My classroom is currently a Christmas bonanza of lights and ornaments and music. The music is courtesy of Burl Ives and the Chipmunks. The decorations are courtesy of my students and my family.
Each year I provide the decorations for my homeroom students to hang in my classroom as they desire. This year, however, provided many laughs for me as my students and I strung lights across the ceiling. I have decided that boys are, at some point in their lives, taught about the “dark spot”. Perhaps when girls are getting “the talk”, this “dark spot” is one of the things the boys learn about.
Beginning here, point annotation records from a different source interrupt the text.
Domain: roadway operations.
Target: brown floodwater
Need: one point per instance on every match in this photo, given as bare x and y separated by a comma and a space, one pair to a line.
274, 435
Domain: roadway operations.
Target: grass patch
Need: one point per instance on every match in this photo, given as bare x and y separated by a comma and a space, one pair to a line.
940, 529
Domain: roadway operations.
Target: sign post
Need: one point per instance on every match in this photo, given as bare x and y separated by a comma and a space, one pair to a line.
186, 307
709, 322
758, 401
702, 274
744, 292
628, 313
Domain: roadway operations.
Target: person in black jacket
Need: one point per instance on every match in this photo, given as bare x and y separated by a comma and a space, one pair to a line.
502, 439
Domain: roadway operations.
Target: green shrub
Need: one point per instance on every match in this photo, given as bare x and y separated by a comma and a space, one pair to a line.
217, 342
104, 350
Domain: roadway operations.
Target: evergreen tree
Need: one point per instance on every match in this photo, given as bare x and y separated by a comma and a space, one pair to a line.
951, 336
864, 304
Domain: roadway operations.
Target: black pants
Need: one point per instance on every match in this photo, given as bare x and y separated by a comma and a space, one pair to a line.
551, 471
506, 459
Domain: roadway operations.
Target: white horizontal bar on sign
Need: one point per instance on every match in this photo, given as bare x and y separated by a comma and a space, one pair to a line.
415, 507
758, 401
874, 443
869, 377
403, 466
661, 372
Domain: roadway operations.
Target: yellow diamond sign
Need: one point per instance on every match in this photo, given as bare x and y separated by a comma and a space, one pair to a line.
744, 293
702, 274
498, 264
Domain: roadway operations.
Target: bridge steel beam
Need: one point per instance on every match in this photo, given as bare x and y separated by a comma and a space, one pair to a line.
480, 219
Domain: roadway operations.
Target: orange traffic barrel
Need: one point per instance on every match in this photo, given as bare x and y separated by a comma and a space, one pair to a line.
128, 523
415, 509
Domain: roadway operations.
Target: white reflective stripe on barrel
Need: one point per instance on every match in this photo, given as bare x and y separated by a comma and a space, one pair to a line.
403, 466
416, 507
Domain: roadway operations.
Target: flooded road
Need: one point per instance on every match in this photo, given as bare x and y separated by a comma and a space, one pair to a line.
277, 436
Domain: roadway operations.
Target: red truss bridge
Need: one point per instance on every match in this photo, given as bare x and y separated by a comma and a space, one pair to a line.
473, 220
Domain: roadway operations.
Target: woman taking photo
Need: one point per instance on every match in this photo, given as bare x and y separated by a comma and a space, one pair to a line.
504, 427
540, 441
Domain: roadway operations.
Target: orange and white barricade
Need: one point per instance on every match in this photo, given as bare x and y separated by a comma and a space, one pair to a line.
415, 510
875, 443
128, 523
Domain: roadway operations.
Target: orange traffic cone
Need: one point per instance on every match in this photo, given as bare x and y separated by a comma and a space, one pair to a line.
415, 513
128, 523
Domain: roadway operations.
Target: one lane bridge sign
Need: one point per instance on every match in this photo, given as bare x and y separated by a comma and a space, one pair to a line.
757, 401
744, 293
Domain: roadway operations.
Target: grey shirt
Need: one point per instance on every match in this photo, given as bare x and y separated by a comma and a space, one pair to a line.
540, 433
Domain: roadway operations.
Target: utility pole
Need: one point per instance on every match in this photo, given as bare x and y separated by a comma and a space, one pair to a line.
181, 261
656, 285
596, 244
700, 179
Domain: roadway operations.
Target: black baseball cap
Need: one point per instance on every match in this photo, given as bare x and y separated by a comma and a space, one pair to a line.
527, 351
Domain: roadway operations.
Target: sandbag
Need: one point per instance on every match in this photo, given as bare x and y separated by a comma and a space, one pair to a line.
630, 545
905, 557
Allow me to explain. We put up our tree the weekend after Thanksgiving, as is tradition in our home. After my husband wound strand after strand of lights around the tree, he stood back and critically gazed at his handiwork. “Well, honey? What do you think? Does it need more lights?”
“No. It’s fine. It looks lovely. Let’s hang ornaments.”
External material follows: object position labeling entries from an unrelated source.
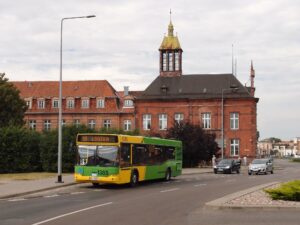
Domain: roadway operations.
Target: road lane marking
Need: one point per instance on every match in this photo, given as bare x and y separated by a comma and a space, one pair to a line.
77, 193
168, 190
71, 213
51, 196
17, 199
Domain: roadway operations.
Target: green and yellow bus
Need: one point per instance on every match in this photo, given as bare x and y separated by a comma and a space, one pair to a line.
121, 159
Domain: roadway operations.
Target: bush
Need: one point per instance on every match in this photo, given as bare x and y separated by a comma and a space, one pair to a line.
288, 191
19, 150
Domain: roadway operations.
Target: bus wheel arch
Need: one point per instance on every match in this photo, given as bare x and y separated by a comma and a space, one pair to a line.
134, 179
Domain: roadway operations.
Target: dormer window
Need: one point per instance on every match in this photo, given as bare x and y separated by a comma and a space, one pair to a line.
85, 103
128, 103
100, 103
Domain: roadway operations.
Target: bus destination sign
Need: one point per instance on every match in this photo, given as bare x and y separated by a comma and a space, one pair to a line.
97, 138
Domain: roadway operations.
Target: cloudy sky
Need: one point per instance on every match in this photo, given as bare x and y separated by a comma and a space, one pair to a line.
121, 45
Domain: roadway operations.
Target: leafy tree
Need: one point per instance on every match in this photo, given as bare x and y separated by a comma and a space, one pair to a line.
197, 144
19, 150
11, 105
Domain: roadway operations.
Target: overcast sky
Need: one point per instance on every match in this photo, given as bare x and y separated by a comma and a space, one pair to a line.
121, 45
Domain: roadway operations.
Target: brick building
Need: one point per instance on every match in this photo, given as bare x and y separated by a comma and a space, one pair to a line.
206, 99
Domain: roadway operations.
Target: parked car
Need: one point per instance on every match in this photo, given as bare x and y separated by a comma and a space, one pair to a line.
260, 166
228, 166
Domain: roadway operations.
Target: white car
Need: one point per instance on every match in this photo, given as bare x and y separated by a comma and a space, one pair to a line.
260, 166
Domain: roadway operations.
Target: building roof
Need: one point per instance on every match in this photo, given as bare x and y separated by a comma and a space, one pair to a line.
195, 86
42, 89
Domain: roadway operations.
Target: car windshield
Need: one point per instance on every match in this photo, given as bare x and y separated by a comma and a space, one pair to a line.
259, 161
225, 162
98, 155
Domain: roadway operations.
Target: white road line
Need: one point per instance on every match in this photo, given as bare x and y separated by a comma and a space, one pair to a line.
17, 199
71, 213
51, 196
199, 185
77, 193
173, 189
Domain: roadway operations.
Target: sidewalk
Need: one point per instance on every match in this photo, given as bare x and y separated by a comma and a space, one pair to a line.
12, 188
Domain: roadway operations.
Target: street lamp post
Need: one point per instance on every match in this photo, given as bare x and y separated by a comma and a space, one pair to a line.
232, 88
59, 160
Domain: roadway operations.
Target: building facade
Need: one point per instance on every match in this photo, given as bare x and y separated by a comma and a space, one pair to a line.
217, 102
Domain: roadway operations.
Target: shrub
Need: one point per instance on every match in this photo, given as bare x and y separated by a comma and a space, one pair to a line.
289, 191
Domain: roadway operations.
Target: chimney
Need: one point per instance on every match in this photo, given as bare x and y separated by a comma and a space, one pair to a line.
126, 90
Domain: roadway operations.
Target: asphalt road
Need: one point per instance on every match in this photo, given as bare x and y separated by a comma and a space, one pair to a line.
180, 201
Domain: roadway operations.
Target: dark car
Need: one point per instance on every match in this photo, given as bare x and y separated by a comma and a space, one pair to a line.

“No, no….look! There’s a DARK SPOT!”
Seriously, it sounded as if the world would end. My poor female brain simply could not comprehend and I insisted the tree was fine. He finally gave in and we hung ornaments. I regret that now. Why? Because now every time we look at the tree I can hear him muttering under his breath about the “dark spot” which plagues him.
So there we were in my classroom the following week, hanging lights with Burl Ives singing about Rudolph. My students were thrilled with their handiwork, as was I. Then – no joke – my boys looked around the room critically and said, “Wait, Mrs. Moore. We need more lights.”
“What? Why? It looks fine. It looks great! You did a great job!”
“No, really…look – it’s a DARK SPOT!”
There was no way for me to explain the laughter which overtook me and left me gasping for air. But we got more lights. My husband, sympathetic to their cause, provided them. Sometimes a teacher simply has to go with the flow! I conceded defeat and joined in the battle to overcome the “dark spot”. Sing it one more time, Burl!